Evlerde yaşanan huzursuzlukların çoğunun temelinde kadın-erkek güç çatışması vardır. Başta ki ayete dönersek, Rabbimiz: “güç çatışmasına girmesinler.” diye, kadınlara gizli güçler, erkeklere açık güçler vermiş. Birbirlerini tamamlasınlar ve bütünlesinler diye.
Kadın kendine verilmiş donanımı ve iletişim yeteneğini kullanmayıp erkeksi özelliklere özenip, erkek silahı ile silahlanıyor. Kendine de zarar gelmesin diye kibirden bir kalkan örüyor.
Evlendirme programlarına bir bakın, toplum da kadınların ne hale gelmiş olduğunu görürsünüz.
Erkekler güçlüdürler; fakat kadına karşı zayıftırlar. Hz Mevlana bunu güzel bir misalle anlatır.

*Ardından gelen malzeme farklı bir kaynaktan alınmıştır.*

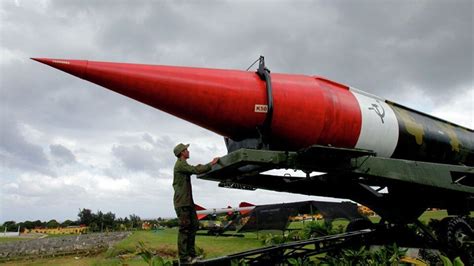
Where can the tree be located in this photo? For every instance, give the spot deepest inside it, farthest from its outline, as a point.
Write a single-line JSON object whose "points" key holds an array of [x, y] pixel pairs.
{"points": [[85, 217], [52, 224], [68, 223], [109, 220], [135, 221], [10, 225]]}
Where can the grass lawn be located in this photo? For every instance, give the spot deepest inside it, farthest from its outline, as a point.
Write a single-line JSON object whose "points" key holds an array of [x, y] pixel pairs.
{"points": [[164, 243], [11, 239]]}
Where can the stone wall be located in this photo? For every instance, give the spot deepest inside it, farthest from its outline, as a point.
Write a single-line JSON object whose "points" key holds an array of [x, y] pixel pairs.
{"points": [[59, 246]]}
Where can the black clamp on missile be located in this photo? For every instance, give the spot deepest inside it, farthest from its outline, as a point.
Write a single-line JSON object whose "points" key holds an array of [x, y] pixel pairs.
{"points": [[264, 74]]}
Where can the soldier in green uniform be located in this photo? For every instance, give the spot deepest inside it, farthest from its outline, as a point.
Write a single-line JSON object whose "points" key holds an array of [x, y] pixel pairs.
{"points": [[184, 203]]}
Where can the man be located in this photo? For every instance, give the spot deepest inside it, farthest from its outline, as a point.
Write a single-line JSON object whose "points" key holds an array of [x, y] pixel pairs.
{"points": [[184, 203]]}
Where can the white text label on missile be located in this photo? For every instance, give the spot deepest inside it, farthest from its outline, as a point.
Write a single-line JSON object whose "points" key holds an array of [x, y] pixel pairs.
{"points": [[261, 108]]}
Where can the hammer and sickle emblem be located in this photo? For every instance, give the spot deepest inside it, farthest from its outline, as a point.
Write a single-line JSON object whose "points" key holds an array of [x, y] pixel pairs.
{"points": [[378, 109]]}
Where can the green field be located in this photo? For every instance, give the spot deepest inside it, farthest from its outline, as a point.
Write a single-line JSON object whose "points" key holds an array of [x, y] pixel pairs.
{"points": [[164, 243]]}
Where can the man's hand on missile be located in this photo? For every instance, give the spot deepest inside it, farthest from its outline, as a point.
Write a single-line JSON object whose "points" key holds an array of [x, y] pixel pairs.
{"points": [[215, 160]]}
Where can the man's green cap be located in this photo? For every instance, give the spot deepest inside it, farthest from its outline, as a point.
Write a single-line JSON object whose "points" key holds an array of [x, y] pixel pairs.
{"points": [[179, 148]]}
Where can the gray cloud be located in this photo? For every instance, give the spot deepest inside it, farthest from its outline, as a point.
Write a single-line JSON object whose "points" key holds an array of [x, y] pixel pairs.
{"points": [[62, 155], [146, 158], [17, 152]]}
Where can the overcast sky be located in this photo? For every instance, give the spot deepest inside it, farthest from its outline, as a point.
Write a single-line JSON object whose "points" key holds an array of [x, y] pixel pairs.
{"points": [[67, 144]]}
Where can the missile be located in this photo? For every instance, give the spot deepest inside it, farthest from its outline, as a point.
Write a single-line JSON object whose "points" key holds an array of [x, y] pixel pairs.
{"points": [[288, 112]]}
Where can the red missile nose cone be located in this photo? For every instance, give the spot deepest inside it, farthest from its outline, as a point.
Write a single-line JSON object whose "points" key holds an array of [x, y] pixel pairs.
{"points": [[73, 67]]}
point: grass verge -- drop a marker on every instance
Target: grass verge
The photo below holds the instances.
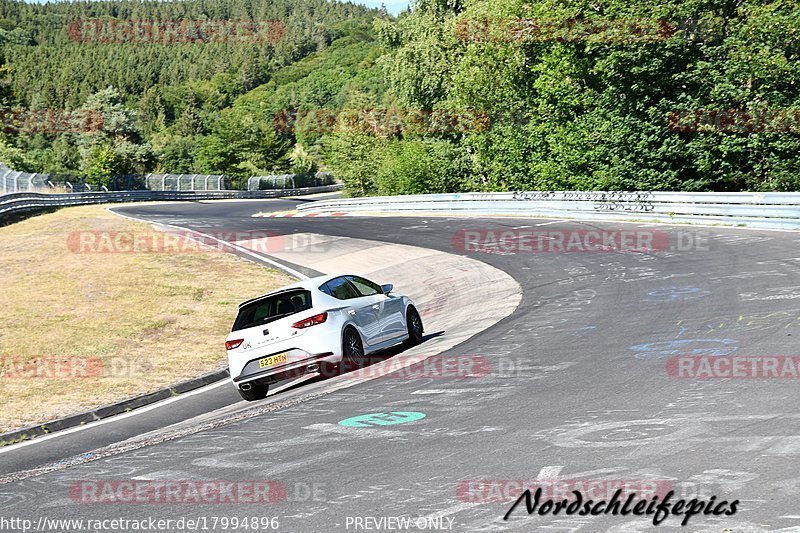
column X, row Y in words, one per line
column 81, row 330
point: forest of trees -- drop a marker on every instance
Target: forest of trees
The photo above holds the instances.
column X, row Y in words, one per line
column 450, row 96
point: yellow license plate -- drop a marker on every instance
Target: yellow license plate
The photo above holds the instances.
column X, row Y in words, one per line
column 273, row 360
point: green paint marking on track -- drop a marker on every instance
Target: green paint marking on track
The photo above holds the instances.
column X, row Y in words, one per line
column 382, row 419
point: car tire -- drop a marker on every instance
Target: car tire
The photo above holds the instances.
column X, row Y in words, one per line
column 257, row 392
column 414, row 326
column 352, row 350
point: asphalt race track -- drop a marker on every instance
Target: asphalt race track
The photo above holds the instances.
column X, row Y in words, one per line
column 578, row 389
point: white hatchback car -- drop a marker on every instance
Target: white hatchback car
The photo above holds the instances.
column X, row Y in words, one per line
column 315, row 324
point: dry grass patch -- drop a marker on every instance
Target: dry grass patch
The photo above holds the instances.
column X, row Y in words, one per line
column 121, row 323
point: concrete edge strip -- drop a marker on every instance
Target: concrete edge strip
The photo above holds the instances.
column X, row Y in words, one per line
column 29, row 432
column 17, row 435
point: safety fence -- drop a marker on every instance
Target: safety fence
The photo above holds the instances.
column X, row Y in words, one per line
column 17, row 203
column 776, row 210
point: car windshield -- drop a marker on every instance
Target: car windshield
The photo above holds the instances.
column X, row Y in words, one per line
column 272, row 308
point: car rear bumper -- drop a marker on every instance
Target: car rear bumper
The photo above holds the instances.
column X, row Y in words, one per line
column 293, row 368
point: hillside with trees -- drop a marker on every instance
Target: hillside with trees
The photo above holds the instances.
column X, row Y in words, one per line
column 449, row 96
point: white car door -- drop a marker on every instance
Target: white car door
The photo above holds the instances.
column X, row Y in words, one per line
column 388, row 308
column 362, row 309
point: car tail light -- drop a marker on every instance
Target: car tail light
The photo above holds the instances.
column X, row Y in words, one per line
column 232, row 345
column 311, row 321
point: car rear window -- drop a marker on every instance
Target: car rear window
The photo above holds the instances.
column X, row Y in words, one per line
column 272, row 308
column 340, row 289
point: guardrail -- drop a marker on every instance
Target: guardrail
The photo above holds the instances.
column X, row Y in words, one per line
column 764, row 210
column 12, row 204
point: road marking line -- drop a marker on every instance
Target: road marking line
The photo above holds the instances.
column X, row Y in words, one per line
column 441, row 391
column 549, row 472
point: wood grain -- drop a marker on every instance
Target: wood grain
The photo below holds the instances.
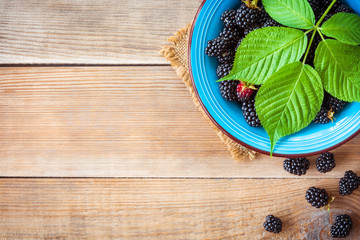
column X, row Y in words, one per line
column 165, row 209
column 89, row 32
column 118, row 122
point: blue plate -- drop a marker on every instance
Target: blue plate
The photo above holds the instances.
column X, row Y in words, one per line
column 312, row 140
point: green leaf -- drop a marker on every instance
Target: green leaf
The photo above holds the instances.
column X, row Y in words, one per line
column 339, row 67
column 291, row 13
column 289, row 100
column 345, row 27
column 266, row 50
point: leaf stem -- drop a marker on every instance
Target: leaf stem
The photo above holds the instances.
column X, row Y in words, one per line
column 308, row 49
column 325, row 13
column 320, row 33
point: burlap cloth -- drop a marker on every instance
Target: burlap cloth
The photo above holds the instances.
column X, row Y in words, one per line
column 177, row 54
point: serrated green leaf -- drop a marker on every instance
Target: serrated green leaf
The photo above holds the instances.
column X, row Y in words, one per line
column 291, row 13
column 266, row 50
column 345, row 27
column 338, row 64
column 289, row 100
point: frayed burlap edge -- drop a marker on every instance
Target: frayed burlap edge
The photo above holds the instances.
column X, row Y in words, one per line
column 177, row 54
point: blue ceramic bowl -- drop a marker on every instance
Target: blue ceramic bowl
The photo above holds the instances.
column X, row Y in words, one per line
column 312, row 140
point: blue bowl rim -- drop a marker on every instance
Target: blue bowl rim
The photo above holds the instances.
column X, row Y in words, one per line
column 228, row 134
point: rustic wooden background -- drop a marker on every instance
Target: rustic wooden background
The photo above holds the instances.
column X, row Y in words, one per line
column 99, row 139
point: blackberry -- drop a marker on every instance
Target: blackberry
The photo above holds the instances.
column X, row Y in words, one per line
column 227, row 57
column 228, row 18
column 247, row 17
column 326, row 162
column 332, row 102
column 317, row 197
column 224, row 69
column 249, row 112
column 343, row 8
column 296, row 166
column 230, row 35
column 228, row 89
column 348, row 183
column 216, row 47
column 273, row 224
column 324, row 116
column 342, row 226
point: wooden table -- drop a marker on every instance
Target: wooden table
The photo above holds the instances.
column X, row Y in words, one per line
column 99, row 139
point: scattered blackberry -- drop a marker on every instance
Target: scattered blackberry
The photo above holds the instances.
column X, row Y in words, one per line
column 271, row 23
column 324, row 116
column 224, row 69
column 216, row 47
column 273, row 224
column 228, row 89
column 348, row 183
column 334, row 103
column 239, row 43
column 342, row 226
column 317, row 197
column 230, row 35
column 250, row 114
column 326, row 162
column 247, row 17
column 227, row 56
column 228, row 18
column 296, row 166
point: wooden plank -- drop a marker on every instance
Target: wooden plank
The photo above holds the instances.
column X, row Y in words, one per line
column 118, row 122
column 89, row 32
column 166, row 209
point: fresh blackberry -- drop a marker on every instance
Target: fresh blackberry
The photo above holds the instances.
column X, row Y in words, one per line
column 296, row 166
column 249, row 112
column 326, row 162
column 228, row 18
column 231, row 35
column 324, row 116
column 272, row 224
column 343, row 8
column 216, row 47
column 227, row 56
column 250, row 29
column 224, row 69
column 332, row 102
column 228, row 89
column 317, row 197
column 348, row 183
column 247, row 17
column 342, row 226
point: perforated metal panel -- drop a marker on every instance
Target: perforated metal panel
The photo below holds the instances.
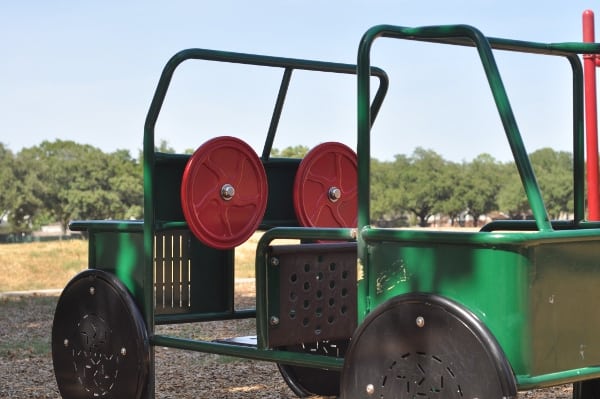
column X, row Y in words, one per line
column 315, row 298
column 172, row 265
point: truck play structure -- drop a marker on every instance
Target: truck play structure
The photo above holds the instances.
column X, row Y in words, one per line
column 348, row 308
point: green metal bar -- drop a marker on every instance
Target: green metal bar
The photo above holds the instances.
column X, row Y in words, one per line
column 451, row 34
column 578, row 139
column 482, row 239
column 300, row 233
column 283, row 88
column 562, row 377
column 249, row 352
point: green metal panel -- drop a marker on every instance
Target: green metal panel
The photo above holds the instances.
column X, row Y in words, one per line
column 490, row 281
column 536, row 292
column 565, row 317
column 120, row 253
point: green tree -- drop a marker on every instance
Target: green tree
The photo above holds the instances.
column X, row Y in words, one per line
column 297, row 151
column 388, row 196
column 65, row 181
column 427, row 184
column 479, row 186
column 554, row 172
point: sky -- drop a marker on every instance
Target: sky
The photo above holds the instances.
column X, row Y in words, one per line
column 86, row 71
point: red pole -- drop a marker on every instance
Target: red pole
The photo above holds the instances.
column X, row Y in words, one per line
column 591, row 119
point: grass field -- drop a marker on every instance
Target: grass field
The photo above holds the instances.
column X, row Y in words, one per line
column 40, row 265
column 50, row 265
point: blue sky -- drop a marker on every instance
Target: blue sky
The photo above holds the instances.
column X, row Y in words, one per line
column 86, row 71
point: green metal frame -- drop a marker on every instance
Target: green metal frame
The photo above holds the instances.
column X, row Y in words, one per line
column 523, row 284
column 153, row 224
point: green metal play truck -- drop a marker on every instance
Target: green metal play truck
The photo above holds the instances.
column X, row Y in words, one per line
column 346, row 308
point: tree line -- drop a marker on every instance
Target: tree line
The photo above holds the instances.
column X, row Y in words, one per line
column 62, row 180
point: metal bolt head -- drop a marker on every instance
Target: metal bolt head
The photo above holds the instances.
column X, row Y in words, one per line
column 420, row 322
column 227, row 192
column 334, row 194
column 370, row 389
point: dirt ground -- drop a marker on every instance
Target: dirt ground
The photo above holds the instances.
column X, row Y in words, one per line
column 26, row 363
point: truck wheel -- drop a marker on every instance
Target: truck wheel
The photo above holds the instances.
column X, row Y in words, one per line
column 99, row 339
column 306, row 381
column 425, row 346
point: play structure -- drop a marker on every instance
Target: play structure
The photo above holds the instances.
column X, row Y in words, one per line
column 345, row 308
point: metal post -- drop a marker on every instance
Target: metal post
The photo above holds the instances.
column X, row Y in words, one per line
column 591, row 119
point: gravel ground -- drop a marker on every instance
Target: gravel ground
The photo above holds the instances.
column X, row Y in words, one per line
column 26, row 363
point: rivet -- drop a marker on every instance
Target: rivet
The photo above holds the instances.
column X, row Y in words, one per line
column 227, row 192
column 334, row 194
column 370, row 389
column 420, row 322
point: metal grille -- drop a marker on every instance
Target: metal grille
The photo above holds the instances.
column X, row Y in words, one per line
column 172, row 272
column 317, row 293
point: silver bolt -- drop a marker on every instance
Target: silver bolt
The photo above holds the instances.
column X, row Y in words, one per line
column 420, row 322
column 334, row 194
column 227, row 192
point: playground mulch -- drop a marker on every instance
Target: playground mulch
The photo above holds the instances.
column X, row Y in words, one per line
column 26, row 362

“İnsan, yiğitlikte Zaloğlu Rüstem bile olsa, Hamza’dan bile cesur olsa yine de hükmetme hususunda karısının esiridir. Görünüşte su, ateşten üstündür… Fakat ikisinin arasına bir tencere (sevgi) girdi mi ateş o suyu kaynatır, buharlaştırır, yok eder. Görünüşte su nasıl ateşten üstünse sen de kadından üstünsün; fakat hakikatte ona mağlupsun, onu istemektesin.”
“Şah bile sevgiye kuldur, köledir.” Kadının asıl istediği sevgidir. Sevgiyi de erkekten kavga ederek alamaz. Bu yüzden de kadını mutlu etmeyecek sahte güçler, kadına yük olmaktan başka bir işe yaramaz.